[Note 1253: ][(retour) ] Kervyn de Lettentove, t. VI, p. 158-519.
Le duc d'Anjou était rongé par son mal avec des répits qui donnaient à sa mère l'illusion d'un retour à la santé. Le 22 mars elle écrivait qu'il se portait bien, mais qu'il était «débille et ne pourroit [être] aultrement aiant esté si fort mallade et si bas que l'on l'a veu». Elle s'étonnait que le Roi n'eût pas envoyé visiter son frère et croyait qu'il suffirait de l'en faire souvenir[1254]. Mais Henri III même averti ne se dérangea pas. Le 18 avril, elle estimait que si le Duc «ne fet quelque gran desordre que sa vie est asseurée pour longtemps».[1255] Le 26 avril il eut un nouveau flux de sang qui faillit l'emporter[1256]. Le 10 mai, il paraissait guéri[1257]. Le 10 juin, il était mort.
[Note 1254: ][(retour) ] A Villeroy, 22 mars, Lettres, t. VIII, p. 178-179.
[Note 1255: ][(retour) ] 18 avril, à Bellièvre, Ibid., t. VIII, p. 180.
[Note 1256: ][(retour) ] A M. de Foix, Ibid., t. VIII, p. 284.

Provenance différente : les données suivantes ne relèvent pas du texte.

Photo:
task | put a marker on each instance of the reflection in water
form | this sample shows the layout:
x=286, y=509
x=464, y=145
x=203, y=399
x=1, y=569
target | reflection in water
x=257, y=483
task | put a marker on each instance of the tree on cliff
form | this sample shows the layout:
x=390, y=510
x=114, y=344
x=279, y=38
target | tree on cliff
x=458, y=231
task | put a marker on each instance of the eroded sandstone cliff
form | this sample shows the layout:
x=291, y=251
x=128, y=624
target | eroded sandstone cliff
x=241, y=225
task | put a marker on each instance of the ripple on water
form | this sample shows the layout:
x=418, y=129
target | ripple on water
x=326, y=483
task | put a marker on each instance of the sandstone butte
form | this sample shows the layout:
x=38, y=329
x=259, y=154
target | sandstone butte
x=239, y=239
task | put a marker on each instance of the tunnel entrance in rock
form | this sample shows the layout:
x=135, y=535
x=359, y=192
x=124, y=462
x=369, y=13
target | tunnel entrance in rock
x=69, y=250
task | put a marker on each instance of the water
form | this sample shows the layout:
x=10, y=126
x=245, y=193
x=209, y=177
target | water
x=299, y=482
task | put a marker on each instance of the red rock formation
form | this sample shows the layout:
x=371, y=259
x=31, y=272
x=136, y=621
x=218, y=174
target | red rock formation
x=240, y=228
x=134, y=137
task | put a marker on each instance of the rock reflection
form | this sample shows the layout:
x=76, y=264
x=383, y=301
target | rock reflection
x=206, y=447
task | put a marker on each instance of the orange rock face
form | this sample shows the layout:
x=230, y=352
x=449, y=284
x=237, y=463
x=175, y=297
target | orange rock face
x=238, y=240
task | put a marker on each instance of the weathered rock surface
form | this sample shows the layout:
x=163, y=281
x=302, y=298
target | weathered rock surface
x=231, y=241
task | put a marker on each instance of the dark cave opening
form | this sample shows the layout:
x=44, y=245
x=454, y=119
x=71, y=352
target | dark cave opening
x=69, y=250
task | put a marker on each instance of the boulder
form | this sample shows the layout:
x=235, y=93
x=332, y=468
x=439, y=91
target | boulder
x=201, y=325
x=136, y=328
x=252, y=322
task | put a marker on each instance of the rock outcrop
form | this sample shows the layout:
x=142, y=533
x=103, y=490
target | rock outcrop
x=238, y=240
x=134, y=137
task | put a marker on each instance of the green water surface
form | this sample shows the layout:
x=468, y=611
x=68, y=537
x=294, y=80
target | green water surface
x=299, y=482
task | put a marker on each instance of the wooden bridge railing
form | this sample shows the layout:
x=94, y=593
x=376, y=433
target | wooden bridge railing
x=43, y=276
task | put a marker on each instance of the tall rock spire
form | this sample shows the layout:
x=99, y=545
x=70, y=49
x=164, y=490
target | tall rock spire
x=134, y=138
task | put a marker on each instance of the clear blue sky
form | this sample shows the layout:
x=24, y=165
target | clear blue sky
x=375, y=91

[Note 1257: ][(retour) ] Charles IX, miné comme le duc d'Anjou par la phtisie, trompa jusqu'à la fin les prévisions de son entourage. Le jour même de sa mort, Marillac, son premier médecin, assurait à la Reine-mère que «Sa Majesté se portoit bien et alloit guérir». Mémoires du chancelier Cheverny, éd. Buchon (Panthéon littéraire), p. 233.
La Reine-mère eut certainement du chagrin, mais pas aussi grand ni de telle nature qu'on le souhaiterait. Elle pleurait surtout sur elle, se «voyant privée de tous» ses enfants, elle veut dire en sa langue ses fils, «hormis d'un seul qui me reste, encore qu'il soyt, Dieu mercy, tres sain». Elle souhaitait pour elle et pour le royaume qu'il eût des garçons, ressentant outre son mal «ancore cetuy-là» qui pourrait survenir, «finisant cete race», à qui elle avait tant d'«obligation».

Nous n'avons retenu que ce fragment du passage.